PRINTEMPS 2011 à l'ESPACE EUROPEEN POUR LA SCULPTURE (EES asbl)

SAYNETTES CAMPAGNARDES

Il était une fois… Non . Il est toujours un homme des arbres et des prairies, à la rencontre de l’humain et de l’animal. Des fois, les nuages le mettent en rêve. Il regarde les paysages de haut, pas de très haut afin de voir les détails jusqu’aux mouvements de respiration de tout ce qui est vivant : humain, animal et végétal . Qu’est-ce que l’homme - plus souvent la femme - , la bête - en général la vache - et le paysage - bois, prairies, vergers - peuvent bien se raconter. Roland lève le voile dans ses ateliers installés dans un château dont quelques murs sont en pierre mosane. Son langage est surtout en plâtre, un alphabet qui se travaille facilement et qui est mobile, plus que le bois et le bronze auquel quelques chapitres sont également consacrés. A vrai dire, ce ne sont pas des chapitres mais des sculptures, grandes ou petites, qui sont des saynettes .
Il arrive que Roland s’occupe de ses pommes, des milliers, des millions . C’est le fruit qui a causé le péché d’Adam dans le paradis terrestre . C’est Pâris qui donna la pomme à Vénus afin qu’elle l’emporte en beauté sur les autres femmes. Ces femmes sont dans les sculptures de Roland. Où est ce Roland qui se cache derrière elles, en vétérinaire qui soigne les animaux? Peut-être est-ce un autoportrait .
Même là , des malheurs arrivent, comme la vache morte foudroyée . On a envie de crier sur la sculpture funéraire comme l’aigle sur un rocher, comme “ Zieke - Mieke” ou “ Mal au Dos” ou “Faire la Vache” Toutes les sculptures en plâtre ont un “Mars” dans le ventre.
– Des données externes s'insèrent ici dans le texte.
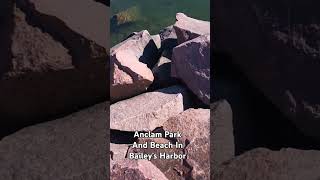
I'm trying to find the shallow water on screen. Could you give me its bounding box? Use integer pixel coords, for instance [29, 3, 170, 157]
[111, 0, 210, 46]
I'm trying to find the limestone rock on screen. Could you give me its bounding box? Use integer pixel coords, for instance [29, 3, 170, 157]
[159, 26, 178, 55]
[110, 30, 158, 101]
[151, 34, 161, 49]
[17, 0, 109, 50]
[214, 148, 320, 180]
[110, 143, 129, 161]
[210, 100, 235, 177]
[213, 0, 320, 139]
[152, 56, 178, 88]
[0, 103, 109, 180]
[173, 13, 210, 44]
[110, 86, 188, 131]
[0, 4, 108, 128]
[110, 160, 167, 180]
[163, 109, 210, 179]
[128, 138, 191, 180]
[171, 35, 210, 105]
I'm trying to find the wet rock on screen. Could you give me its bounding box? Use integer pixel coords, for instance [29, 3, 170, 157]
[128, 138, 191, 180]
[110, 160, 167, 180]
[110, 86, 188, 131]
[210, 100, 235, 174]
[214, 148, 320, 180]
[163, 109, 210, 179]
[0, 3, 108, 126]
[0, 103, 109, 180]
[173, 13, 210, 44]
[110, 30, 158, 101]
[171, 35, 210, 105]
[213, 0, 320, 139]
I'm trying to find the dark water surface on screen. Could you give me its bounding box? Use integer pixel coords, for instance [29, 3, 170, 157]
[111, 0, 210, 46]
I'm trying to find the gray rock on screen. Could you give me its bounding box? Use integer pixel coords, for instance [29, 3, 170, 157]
[213, 0, 320, 139]
[152, 56, 178, 89]
[110, 143, 129, 161]
[128, 138, 191, 180]
[173, 13, 210, 44]
[159, 26, 178, 55]
[151, 34, 161, 49]
[0, 103, 109, 180]
[110, 30, 158, 101]
[171, 35, 210, 105]
[110, 160, 167, 180]
[110, 86, 188, 131]
[163, 109, 210, 179]
[214, 148, 320, 180]
[210, 100, 235, 177]
[17, 0, 109, 50]
[0, 5, 109, 126]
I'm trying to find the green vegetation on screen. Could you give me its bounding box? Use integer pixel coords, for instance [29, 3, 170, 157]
[111, 0, 210, 45]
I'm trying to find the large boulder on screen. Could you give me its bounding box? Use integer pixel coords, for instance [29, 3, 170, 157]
[213, 0, 320, 139]
[110, 30, 158, 101]
[163, 109, 210, 179]
[17, 0, 109, 51]
[152, 53, 178, 89]
[213, 148, 320, 180]
[128, 138, 192, 180]
[173, 13, 210, 44]
[110, 143, 129, 161]
[0, 103, 109, 180]
[0, 1, 109, 129]
[171, 35, 210, 105]
[110, 86, 188, 131]
[110, 159, 167, 180]
[210, 100, 235, 175]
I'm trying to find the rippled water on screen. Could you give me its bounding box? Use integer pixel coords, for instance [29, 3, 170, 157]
[111, 0, 210, 46]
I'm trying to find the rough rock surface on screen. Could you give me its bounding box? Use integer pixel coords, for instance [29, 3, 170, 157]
[128, 138, 191, 180]
[214, 148, 320, 180]
[17, 0, 109, 49]
[110, 30, 158, 101]
[110, 160, 167, 180]
[171, 35, 210, 105]
[173, 13, 210, 44]
[110, 143, 129, 161]
[210, 100, 235, 175]
[110, 86, 188, 131]
[152, 56, 177, 88]
[163, 109, 210, 179]
[0, 103, 109, 180]
[151, 34, 161, 49]
[159, 26, 178, 56]
[213, 0, 320, 139]
[0, 4, 109, 126]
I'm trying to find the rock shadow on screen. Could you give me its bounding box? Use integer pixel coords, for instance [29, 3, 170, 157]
[211, 52, 320, 155]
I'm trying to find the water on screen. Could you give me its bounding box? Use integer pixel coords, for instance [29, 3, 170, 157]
[111, 0, 210, 46]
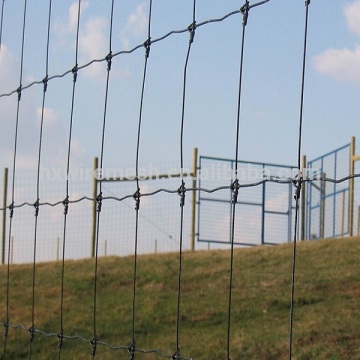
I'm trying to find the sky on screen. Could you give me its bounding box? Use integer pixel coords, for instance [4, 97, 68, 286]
[0, 0, 360, 260]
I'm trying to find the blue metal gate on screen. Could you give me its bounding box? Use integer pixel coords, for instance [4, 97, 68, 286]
[306, 144, 350, 239]
[197, 156, 297, 246]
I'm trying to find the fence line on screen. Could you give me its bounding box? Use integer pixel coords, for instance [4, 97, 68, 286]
[0, 0, 360, 360]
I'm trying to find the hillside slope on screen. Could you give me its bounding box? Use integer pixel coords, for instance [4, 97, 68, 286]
[0, 239, 360, 360]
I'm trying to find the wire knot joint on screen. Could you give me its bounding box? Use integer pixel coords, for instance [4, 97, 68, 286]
[42, 75, 49, 93]
[240, 0, 250, 26]
[188, 21, 196, 44]
[144, 37, 151, 58]
[105, 51, 112, 71]
[71, 64, 79, 82]
[292, 169, 303, 200]
[34, 199, 40, 216]
[63, 196, 69, 215]
[171, 349, 180, 360]
[177, 181, 186, 207]
[230, 179, 240, 204]
[133, 188, 141, 211]
[9, 202, 15, 219]
[96, 192, 103, 212]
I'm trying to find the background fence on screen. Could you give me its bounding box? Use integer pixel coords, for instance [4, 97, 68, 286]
[0, 136, 360, 263]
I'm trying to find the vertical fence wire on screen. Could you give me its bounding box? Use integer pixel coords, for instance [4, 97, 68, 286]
[173, 0, 196, 359]
[3, 0, 27, 359]
[0, 0, 5, 58]
[91, 0, 114, 359]
[58, 0, 81, 359]
[226, 1, 249, 360]
[29, 0, 52, 359]
[128, 0, 152, 360]
[289, 0, 310, 360]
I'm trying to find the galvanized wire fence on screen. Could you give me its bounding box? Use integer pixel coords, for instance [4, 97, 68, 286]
[0, 0, 357, 360]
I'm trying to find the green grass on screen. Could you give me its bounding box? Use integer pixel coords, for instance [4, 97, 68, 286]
[0, 239, 360, 360]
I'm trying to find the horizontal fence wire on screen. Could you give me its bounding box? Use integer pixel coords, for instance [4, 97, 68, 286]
[0, 0, 360, 360]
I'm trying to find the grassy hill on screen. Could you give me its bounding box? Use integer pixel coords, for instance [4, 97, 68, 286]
[0, 238, 360, 360]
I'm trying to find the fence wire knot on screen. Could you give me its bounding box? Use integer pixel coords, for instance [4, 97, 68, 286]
[144, 37, 151, 58]
[133, 188, 141, 210]
[171, 349, 180, 360]
[9, 202, 14, 218]
[128, 342, 135, 360]
[240, 0, 250, 26]
[178, 181, 186, 207]
[96, 192, 103, 212]
[230, 179, 240, 204]
[34, 199, 40, 216]
[292, 169, 303, 200]
[57, 330, 64, 350]
[188, 21, 196, 44]
[105, 51, 112, 71]
[42, 75, 49, 93]
[16, 85, 22, 101]
[90, 336, 97, 357]
[28, 324, 35, 343]
[71, 64, 79, 82]
[63, 196, 69, 215]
C’est une récompense pour le môme qui a bien travaillé. Qui sait, mais il y a de quoi en douter, car l’intention de l’artiste est ailleurs. “Mars” continue à faire le tour du monde. Quelle promotion! Il en faudrait de même pour l’art . En plus, les créateurs de “Mars” sont devenus très riches grâce à leur “oeuvre " La relation entre l’homme et l’animal est émouvante. Les sculptures de Roland ont aussi la vocation de créer un dialogue entre le monde paysan et la trépidance urbaine. Son intention est simplement utopique avec des connotations naïves dans des méandres académiques . L’enfant et l’intellectuel se rencontrent en particulier dans des images peintes sur les sculptures. Un délice à partager dans l’intimité de l’amour et de l’art.